Well, you have to get into the heads of your users and consider the following:
How they talk (do they say film or movie? Food or cuisine?)
How they feel (are they stressed at the time of search? Are they looking for a laugh?)
What their motivations are (are they searching for business or for pleasure?)
Their context (are they searching in the office or, at home, or on-the-go?)
Then you have to optimize your online presence based on your user research, all with the goal of helping your users complete their task as quickly and efficiently as possible. This can include the following tasks:
Website design or content changes to reduce bounce rate and increase time on site
Speeding up page load time
Getting more customer reviews
Creating quality, user-centric content
Growing brand reach and engagement (on-site and off-site)
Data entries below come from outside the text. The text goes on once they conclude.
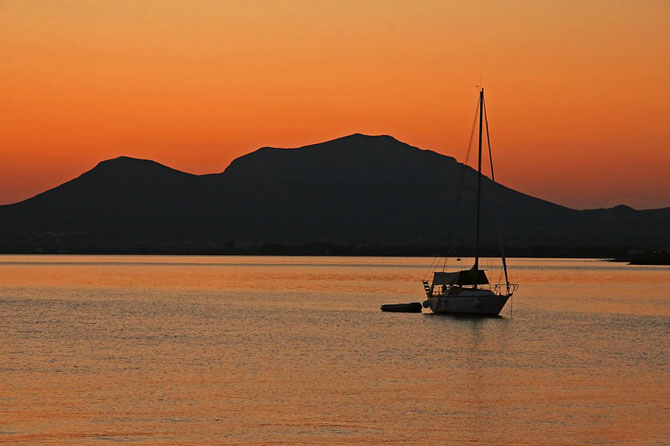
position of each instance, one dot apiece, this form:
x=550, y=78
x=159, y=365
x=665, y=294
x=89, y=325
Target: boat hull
x=477, y=302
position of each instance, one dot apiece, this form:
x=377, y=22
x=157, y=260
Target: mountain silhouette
x=356, y=190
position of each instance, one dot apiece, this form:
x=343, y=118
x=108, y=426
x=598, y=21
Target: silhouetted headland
x=356, y=195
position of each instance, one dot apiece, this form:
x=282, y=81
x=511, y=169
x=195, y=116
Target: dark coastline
x=323, y=249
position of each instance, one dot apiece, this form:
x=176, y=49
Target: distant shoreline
x=339, y=250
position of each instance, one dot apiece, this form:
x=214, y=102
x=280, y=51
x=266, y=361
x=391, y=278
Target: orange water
x=294, y=350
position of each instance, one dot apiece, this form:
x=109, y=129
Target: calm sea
x=294, y=350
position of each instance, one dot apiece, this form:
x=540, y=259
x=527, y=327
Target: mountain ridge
x=357, y=189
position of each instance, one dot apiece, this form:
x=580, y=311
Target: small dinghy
x=413, y=307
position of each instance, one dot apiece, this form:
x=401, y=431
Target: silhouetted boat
x=469, y=291
x=413, y=307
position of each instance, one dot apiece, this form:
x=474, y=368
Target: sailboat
x=469, y=291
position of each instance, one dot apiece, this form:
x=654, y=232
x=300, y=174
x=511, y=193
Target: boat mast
x=479, y=176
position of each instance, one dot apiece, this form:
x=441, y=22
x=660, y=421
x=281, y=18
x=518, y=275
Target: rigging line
x=497, y=210
x=436, y=260
x=462, y=179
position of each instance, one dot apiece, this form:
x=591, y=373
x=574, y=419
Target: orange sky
x=578, y=92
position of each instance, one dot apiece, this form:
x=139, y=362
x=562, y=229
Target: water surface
x=294, y=350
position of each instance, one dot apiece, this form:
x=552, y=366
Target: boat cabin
x=445, y=283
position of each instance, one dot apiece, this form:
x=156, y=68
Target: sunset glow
x=578, y=93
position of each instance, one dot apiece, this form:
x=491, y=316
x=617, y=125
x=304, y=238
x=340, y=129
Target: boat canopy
x=466, y=277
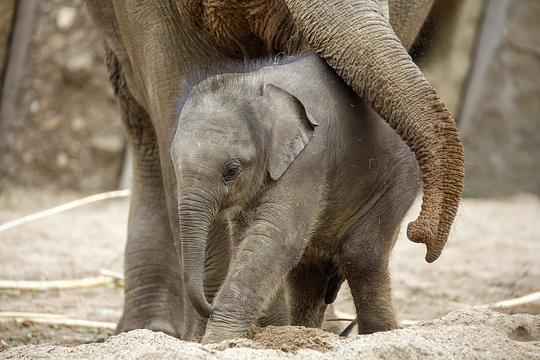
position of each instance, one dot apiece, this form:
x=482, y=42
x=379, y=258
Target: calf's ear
x=292, y=128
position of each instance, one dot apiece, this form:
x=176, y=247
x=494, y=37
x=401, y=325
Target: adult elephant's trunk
x=196, y=209
x=356, y=39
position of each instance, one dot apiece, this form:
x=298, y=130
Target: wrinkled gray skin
x=313, y=185
x=151, y=46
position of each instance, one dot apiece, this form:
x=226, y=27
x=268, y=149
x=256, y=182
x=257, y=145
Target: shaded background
x=60, y=128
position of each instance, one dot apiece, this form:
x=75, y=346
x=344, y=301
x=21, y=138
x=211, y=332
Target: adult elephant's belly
x=247, y=28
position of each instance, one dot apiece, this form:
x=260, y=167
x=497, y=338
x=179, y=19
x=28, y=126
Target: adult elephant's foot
x=158, y=325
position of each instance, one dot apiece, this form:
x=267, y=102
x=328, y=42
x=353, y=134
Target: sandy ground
x=492, y=255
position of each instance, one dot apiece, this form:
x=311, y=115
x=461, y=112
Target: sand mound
x=463, y=334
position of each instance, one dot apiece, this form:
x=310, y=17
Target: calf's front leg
x=271, y=248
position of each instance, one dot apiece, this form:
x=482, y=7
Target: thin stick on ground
x=31, y=285
x=504, y=304
x=53, y=319
x=64, y=207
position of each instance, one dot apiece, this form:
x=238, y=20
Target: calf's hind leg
x=364, y=262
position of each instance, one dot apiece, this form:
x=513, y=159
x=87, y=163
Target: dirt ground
x=66, y=132
x=492, y=255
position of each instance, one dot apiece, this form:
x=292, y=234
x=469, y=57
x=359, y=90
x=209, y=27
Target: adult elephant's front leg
x=269, y=251
x=152, y=273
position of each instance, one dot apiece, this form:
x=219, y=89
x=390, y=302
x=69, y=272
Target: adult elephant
x=153, y=45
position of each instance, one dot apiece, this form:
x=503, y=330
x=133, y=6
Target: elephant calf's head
x=234, y=134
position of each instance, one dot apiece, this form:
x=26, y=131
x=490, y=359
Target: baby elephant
x=305, y=182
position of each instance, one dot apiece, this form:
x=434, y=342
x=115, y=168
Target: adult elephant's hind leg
x=152, y=274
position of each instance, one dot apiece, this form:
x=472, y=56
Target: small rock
x=78, y=69
x=78, y=124
x=35, y=106
x=108, y=147
x=51, y=123
x=65, y=18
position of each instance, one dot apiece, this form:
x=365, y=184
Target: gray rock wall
x=500, y=116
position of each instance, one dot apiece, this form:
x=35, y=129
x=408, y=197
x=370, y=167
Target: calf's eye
x=232, y=170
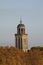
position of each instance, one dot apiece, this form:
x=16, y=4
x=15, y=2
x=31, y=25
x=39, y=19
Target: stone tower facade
x=21, y=38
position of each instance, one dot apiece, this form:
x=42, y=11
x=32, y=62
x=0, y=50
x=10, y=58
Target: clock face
x=25, y=43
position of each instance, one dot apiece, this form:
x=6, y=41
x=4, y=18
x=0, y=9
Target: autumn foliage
x=14, y=56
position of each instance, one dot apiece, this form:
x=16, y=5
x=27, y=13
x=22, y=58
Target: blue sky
x=31, y=12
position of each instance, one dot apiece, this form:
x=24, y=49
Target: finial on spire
x=20, y=21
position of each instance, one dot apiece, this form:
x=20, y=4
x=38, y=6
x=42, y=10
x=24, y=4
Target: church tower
x=21, y=38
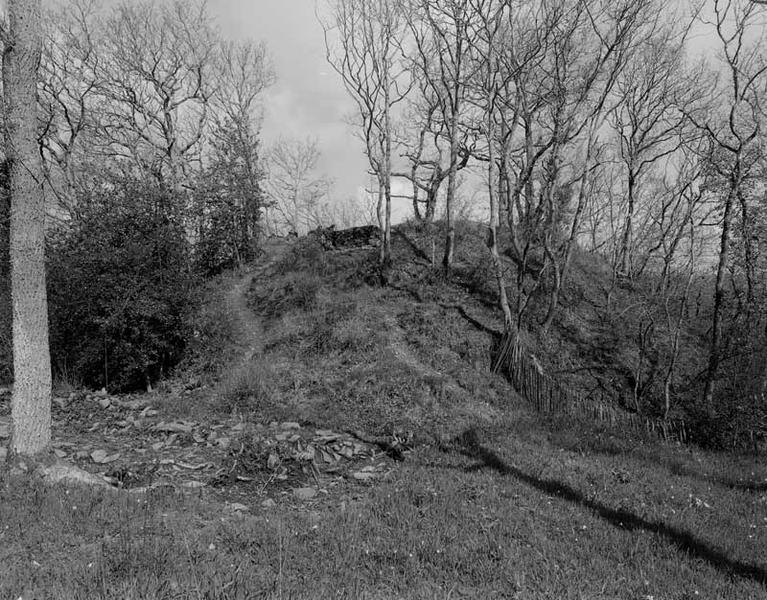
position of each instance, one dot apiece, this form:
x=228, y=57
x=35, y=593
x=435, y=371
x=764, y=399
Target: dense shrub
x=119, y=288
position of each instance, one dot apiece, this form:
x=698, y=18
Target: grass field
x=490, y=501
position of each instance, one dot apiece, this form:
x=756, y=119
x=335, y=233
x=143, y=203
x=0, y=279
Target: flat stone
x=304, y=493
x=62, y=473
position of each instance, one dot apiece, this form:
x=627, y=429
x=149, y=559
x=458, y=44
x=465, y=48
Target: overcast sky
x=308, y=98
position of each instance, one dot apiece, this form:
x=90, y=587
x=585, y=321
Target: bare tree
x=734, y=124
x=442, y=35
x=294, y=186
x=31, y=402
x=368, y=56
x=156, y=86
x=654, y=89
x=69, y=83
x=425, y=146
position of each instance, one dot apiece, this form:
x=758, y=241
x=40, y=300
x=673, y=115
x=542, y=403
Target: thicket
x=6, y=348
x=120, y=288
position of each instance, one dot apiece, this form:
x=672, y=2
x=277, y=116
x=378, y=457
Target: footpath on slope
x=128, y=441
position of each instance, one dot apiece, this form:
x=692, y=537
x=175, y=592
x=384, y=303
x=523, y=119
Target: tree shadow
x=469, y=444
x=614, y=446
Multi-device user experience
Increasing click-through rates from search
So you see, modern (and successful) SEO strategies don’t just optimize for traditional ranking inputs. It must also optimize for users’ task completion success.
Thus, the goal of modern SEO is not about ranking for a particular keyword. It’s about fulfilling your users’ task – whether that’s on your website, on social, or another digital medium altogether.
That’s why SEO can’t exist in a silo. Because for a truly successful SEO campaign, you must optimize your entire digital presence around your users.